There is something I dont understand about this, maybe someone has a theory or can explain:
1.) Bitmain develops and builds CN ASIC.
Now:
2.a.) Bitmain (slowly or according to production) starts mining with them and difficulty rises.
or
2.b.) Bitmain just sells them and parallely mines with a certain amount because difficulty would increase to much?
In case 2.a. the miners go offline at bitmain and go later online at the customer. That should not increase difficulty.
In case 2.b. Bitmain would lose much profit. They could just mine as long as possible and keep the difficulty at an ASIC attractive profitable level and dont overproduce the ASICs.
So the problem in this case was that the devs forked away, right?
My question is, at what point do they decide to sell miners if there is no forking away?
They start selling when the market makes them sell.
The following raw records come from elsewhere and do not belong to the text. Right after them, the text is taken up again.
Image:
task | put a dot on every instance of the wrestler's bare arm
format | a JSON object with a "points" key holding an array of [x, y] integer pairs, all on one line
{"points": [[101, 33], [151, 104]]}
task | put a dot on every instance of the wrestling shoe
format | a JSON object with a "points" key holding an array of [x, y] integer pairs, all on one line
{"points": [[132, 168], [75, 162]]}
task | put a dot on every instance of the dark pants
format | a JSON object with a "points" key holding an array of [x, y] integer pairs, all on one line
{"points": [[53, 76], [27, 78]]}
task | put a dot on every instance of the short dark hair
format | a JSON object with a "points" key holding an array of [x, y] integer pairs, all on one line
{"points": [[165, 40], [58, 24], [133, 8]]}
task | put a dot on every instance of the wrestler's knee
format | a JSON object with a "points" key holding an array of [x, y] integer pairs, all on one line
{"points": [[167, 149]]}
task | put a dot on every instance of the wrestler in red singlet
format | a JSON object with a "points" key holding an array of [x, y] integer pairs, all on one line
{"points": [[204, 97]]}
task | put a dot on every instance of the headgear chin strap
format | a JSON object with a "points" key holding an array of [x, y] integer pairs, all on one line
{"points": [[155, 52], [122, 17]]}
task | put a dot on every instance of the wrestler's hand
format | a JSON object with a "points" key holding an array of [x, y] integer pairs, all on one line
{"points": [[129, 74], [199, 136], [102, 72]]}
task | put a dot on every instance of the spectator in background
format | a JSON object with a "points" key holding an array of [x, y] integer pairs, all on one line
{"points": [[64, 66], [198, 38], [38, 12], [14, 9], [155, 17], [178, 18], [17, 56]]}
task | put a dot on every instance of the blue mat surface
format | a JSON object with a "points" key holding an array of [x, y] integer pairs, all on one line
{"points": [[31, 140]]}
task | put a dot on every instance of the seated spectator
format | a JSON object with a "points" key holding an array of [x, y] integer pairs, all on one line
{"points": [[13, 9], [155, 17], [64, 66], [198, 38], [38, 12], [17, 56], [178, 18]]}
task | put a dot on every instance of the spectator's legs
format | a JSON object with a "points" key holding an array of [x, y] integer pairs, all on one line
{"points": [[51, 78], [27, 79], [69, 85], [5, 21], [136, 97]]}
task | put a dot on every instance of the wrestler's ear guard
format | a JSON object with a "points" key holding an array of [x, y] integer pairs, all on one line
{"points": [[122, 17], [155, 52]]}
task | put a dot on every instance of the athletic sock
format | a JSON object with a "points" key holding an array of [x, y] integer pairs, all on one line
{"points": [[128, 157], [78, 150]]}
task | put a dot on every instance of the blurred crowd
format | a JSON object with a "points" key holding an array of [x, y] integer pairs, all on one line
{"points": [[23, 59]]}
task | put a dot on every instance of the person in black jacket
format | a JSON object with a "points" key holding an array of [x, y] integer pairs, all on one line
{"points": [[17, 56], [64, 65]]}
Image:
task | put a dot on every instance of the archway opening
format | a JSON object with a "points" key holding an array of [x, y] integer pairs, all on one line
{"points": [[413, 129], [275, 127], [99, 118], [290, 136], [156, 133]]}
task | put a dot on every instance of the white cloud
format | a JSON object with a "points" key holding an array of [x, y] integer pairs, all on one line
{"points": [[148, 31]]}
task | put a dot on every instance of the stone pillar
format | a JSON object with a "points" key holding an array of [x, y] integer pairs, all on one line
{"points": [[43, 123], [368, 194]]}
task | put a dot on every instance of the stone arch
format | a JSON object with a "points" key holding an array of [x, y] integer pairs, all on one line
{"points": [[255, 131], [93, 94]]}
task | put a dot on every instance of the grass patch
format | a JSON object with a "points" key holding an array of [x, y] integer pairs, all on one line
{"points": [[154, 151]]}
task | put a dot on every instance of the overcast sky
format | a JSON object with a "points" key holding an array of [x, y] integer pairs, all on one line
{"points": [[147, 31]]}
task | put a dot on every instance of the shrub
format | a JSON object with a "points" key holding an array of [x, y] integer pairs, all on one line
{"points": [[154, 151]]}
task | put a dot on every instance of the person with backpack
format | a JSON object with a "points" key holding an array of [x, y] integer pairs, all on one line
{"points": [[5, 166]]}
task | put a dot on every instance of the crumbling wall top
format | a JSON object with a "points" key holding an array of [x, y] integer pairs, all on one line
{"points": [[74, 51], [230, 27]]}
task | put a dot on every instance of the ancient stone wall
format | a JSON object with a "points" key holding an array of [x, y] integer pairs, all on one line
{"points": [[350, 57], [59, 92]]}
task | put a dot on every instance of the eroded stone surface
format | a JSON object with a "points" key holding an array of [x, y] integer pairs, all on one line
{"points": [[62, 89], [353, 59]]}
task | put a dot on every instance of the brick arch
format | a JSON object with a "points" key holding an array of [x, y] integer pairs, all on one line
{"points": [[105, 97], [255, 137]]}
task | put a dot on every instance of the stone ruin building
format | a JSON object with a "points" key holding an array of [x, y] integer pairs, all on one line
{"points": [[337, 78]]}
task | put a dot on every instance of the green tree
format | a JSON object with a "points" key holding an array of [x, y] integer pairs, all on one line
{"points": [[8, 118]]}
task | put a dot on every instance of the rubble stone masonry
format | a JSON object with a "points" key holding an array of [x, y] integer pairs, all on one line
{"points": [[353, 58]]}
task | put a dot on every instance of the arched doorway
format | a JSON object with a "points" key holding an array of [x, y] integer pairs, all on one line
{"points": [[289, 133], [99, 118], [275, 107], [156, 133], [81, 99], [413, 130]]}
It's likely a combo of 2 markets, the mining landscape and 2. the hardware landscape. They can probably guess, based on difficulty, when competitors begin to "burn in" similar models. Really, though, they'd err on the side of selling too soon rather than selling too late. You have to understand that the first to market (and first to hash) with new generations of tech make the most money. Every wave that follows theoretically should make less money than the first because each subsequent wave waters down the market and increases the difficulty.
Additionally, it's important to understand that Bitmain and similar companies are not mining companies. They deal in hardware. As such, they are at the top of the food chain. They really should only mine if they can do so easily, for clear profit, and with little or zero expense. To the extent that their mining business ever impedes their hardware sales, they're moving themselves down a rung on the food chain and profits take a hit.